Unifying Search and Recommendation with Dual-View Representation Learning in a Generative Paradigm
Jujia Zhao, Wenjie Wang, Chen Xu, Xiuying Chen, Zhaochun Ren, Suzan Verberne
TL;DR
This work tackles the challenge of unifying search and recommendation by identifying gradient conflicts and manual design complexity as limiting factors in discriminative joint models. It introduces GenSR, a generative framework that uses task-specific prompts to partition the model's parameter space into dedicated subspaces, thereby increasing mutual information between inputs and task outputs. GenSR employs dual-view history representations (CF and semantic) with soft filtering and contrastive alignment, integrated through instruction tuning to generate task-specific outputs for both search and recommendation. Empirical results on two public datasets show GenSR achieves state-of-the-art performance, higher estimated mutual information, and reduced gradient conflicts, validating the proposed information-theoretic rationale and the practical efficacy of the approach.
Abstract
Recommender systems and search engines serve as foundational elements of online platforms, with the former delivering information proactively and the latter enabling users to seek information actively. Unifying both tasks in a shared model is promising since it can enhance user modeling and item understanding.
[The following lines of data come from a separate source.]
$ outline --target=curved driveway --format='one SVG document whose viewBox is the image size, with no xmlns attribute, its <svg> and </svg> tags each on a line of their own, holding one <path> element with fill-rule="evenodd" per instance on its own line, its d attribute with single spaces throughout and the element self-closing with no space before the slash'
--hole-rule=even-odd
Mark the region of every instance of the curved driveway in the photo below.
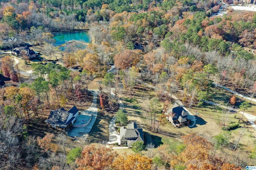
<svg viewBox="0 0 256 170">
<path fill-rule="evenodd" d="M 80 137 L 80 140 L 85 141 L 88 137 L 93 125 L 96 120 L 98 115 L 97 108 L 97 96 L 98 92 L 91 91 L 93 94 L 93 100 L 92 105 L 86 110 L 81 111 L 81 114 L 77 117 L 77 124 L 81 123 L 81 120 L 84 118 L 88 117 L 92 115 L 92 119 L 88 125 L 85 127 L 73 127 L 68 132 L 68 135 L 70 136 Z M 88 120 L 88 119 L 87 119 Z"/>
</svg>

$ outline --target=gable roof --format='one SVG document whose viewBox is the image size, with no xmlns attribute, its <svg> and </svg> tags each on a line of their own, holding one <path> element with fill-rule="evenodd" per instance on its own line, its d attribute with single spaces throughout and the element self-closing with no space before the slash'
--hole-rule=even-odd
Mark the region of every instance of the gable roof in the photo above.
<svg viewBox="0 0 256 170">
<path fill-rule="evenodd" d="M 172 108 L 167 110 L 166 113 L 172 115 L 172 118 L 173 121 L 178 120 L 180 123 L 186 121 L 186 120 L 184 119 L 188 117 L 186 111 L 176 103 L 173 105 Z"/>
<path fill-rule="evenodd" d="M 48 119 L 45 122 L 48 124 L 65 129 L 66 127 L 76 117 L 75 115 L 78 111 L 78 110 L 75 106 L 71 107 L 68 111 L 62 107 L 60 109 L 51 110 Z M 68 116 L 71 113 L 72 117 L 68 118 Z M 69 119 L 68 121 L 68 119 Z"/>
<path fill-rule="evenodd" d="M 69 115 L 69 113 L 60 109 L 52 110 L 48 119 L 45 121 L 45 122 L 61 128 L 65 129 L 69 124 L 65 123 Z M 68 122 L 67 122 L 68 123 Z"/>
<path fill-rule="evenodd" d="M 122 126 L 120 128 L 120 141 L 127 142 L 130 146 L 136 142 L 143 142 L 144 134 L 142 129 L 137 129 L 137 124 L 134 122 L 127 125 L 128 128 Z M 134 128 L 133 127 L 136 127 Z"/>
<path fill-rule="evenodd" d="M 77 108 L 76 108 L 76 107 L 75 106 L 74 106 L 70 108 L 68 112 L 73 114 L 73 115 L 74 115 L 78 112 L 78 110 L 77 109 Z"/>
<path fill-rule="evenodd" d="M 128 124 L 127 124 L 127 129 L 137 129 L 137 124 L 134 121 L 131 123 Z"/>
</svg>

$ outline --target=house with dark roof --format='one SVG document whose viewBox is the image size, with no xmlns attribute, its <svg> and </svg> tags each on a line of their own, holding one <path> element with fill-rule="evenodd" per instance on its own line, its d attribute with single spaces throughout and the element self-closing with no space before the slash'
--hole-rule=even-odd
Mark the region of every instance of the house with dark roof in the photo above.
<svg viewBox="0 0 256 170">
<path fill-rule="evenodd" d="M 137 124 L 133 122 L 127 125 L 127 127 L 122 126 L 120 128 L 119 145 L 130 147 L 136 142 L 144 143 L 144 134 L 142 129 L 138 129 Z"/>
<path fill-rule="evenodd" d="M 175 126 L 176 124 L 188 124 L 187 111 L 176 103 L 165 114 L 167 116 L 167 120 Z"/>
<path fill-rule="evenodd" d="M 116 66 L 114 65 L 113 65 L 111 66 L 111 67 L 108 71 L 107 71 L 107 73 L 108 72 L 111 72 L 111 73 L 115 74 L 116 73 Z"/>
<path fill-rule="evenodd" d="M 80 67 L 76 66 L 74 67 L 70 68 L 68 69 L 69 70 L 71 70 L 72 71 L 78 71 L 80 72 L 82 72 L 83 71 L 83 68 Z"/>
<path fill-rule="evenodd" d="M 73 125 L 78 115 L 78 110 L 75 106 L 68 111 L 62 107 L 51 111 L 45 122 L 52 127 L 66 131 Z"/>
<path fill-rule="evenodd" d="M 30 49 L 28 47 L 16 47 L 12 50 L 12 54 L 15 55 L 17 57 L 22 55 L 21 51 L 24 51 L 26 54 L 28 56 L 29 59 L 31 59 L 36 57 L 36 52 L 33 50 Z"/>
</svg>

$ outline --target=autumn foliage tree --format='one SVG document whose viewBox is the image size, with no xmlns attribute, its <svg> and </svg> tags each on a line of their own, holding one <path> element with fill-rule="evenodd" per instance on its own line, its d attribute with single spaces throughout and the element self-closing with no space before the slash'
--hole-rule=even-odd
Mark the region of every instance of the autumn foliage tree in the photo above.
<svg viewBox="0 0 256 170">
<path fill-rule="evenodd" d="M 117 53 L 114 57 L 115 66 L 121 70 L 135 66 L 140 61 L 140 50 L 125 50 Z"/>
<path fill-rule="evenodd" d="M 205 138 L 194 134 L 183 136 L 182 138 L 186 147 L 180 153 L 172 157 L 172 168 L 176 167 L 176 168 L 182 166 L 190 170 L 216 170 L 227 169 L 227 166 L 230 165 L 229 169 L 241 169 L 240 167 L 227 163 L 224 159 L 213 156 L 211 154 L 213 145 Z"/>
<path fill-rule="evenodd" d="M 10 78 L 11 80 L 14 82 L 18 82 L 18 79 L 17 72 L 14 68 L 13 59 L 10 56 L 6 56 L 1 59 L 1 61 L 2 70 L 4 76 Z"/>
<path fill-rule="evenodd" d="M 47 152 L 49 150 L 52 152 L 56 152 L 57 148 L 51 143 L 52 139 L 54 137 L 53 133 L 46 133 L 46 135 L 42 139 L 40 137 L 38 137 L 36 139 L 38 145 L 44 152 Z"/>
<path fill-rule="evenodd" d="M 148 170 L 152 166 L 152 160 L 139 154 L 119 155 L 113 162 L 114 170 Z"/>
<path fill-rule="evenodd" d="M 76 160 L 77 170 L 103 170 L 112 168 L 112 163 L 118 155 L 112 149 L 95 145 L 86 146 L 81 158 Z"/>
</svg>

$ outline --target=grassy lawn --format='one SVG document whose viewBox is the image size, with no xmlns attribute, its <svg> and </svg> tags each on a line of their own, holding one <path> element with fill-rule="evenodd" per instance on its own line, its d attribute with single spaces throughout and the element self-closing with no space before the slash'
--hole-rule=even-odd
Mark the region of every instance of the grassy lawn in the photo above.
<svg viewBox="0 0 256 170">
<path fill-rule="evenodd" d="M 103 111 L 100 106 L 99 98 L 97 99 L 98 115 L 95 123 L 90 132 L 88 139 L 92 143 L 98 143 L 103 141 L 108 141 L 109 122 L 114 114 Z"/>
</svg>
Previous approaches mainly follow a discriminative paradigm, utilizing shared encoders to process input features and task-specific heads to perform each task. However, this paradigm encounters two key challenges: gradient conflict and manual design complexity. From the information theory perspective, these challenges potentially both stem from the same issue -- low mutual information between the input features and task-specific outputs during the optimization process. To tackle these issues, we propose GenSR, a novel generative paradigm for unifying search and recommendation (S&R), which leverages task-specific prompts to partition the model's parameter space into subspaces, thereby enhancing mutual information. To construct effective subspaces for each task, GenSR first prepares informative representations for each subspace and then optimizes both subspaces in one unified model. Specifically, GenSR consists of two main modules: (1) Dual Representation Learning, which independently models collaborative and semantic historical information to derive expressive item representations; and (2) S&R Task Unifying, which utilizes contrastive learning together with instruction tuning to generate task-specific outputs effectively. Extensive experiments on two public datasets show GenSR outperforms state-of-the-art methods across S&R tasks. Our work introduces a new generative paradigm compared with previous discriminative methods and establishes its superiority from the mutual information perspective.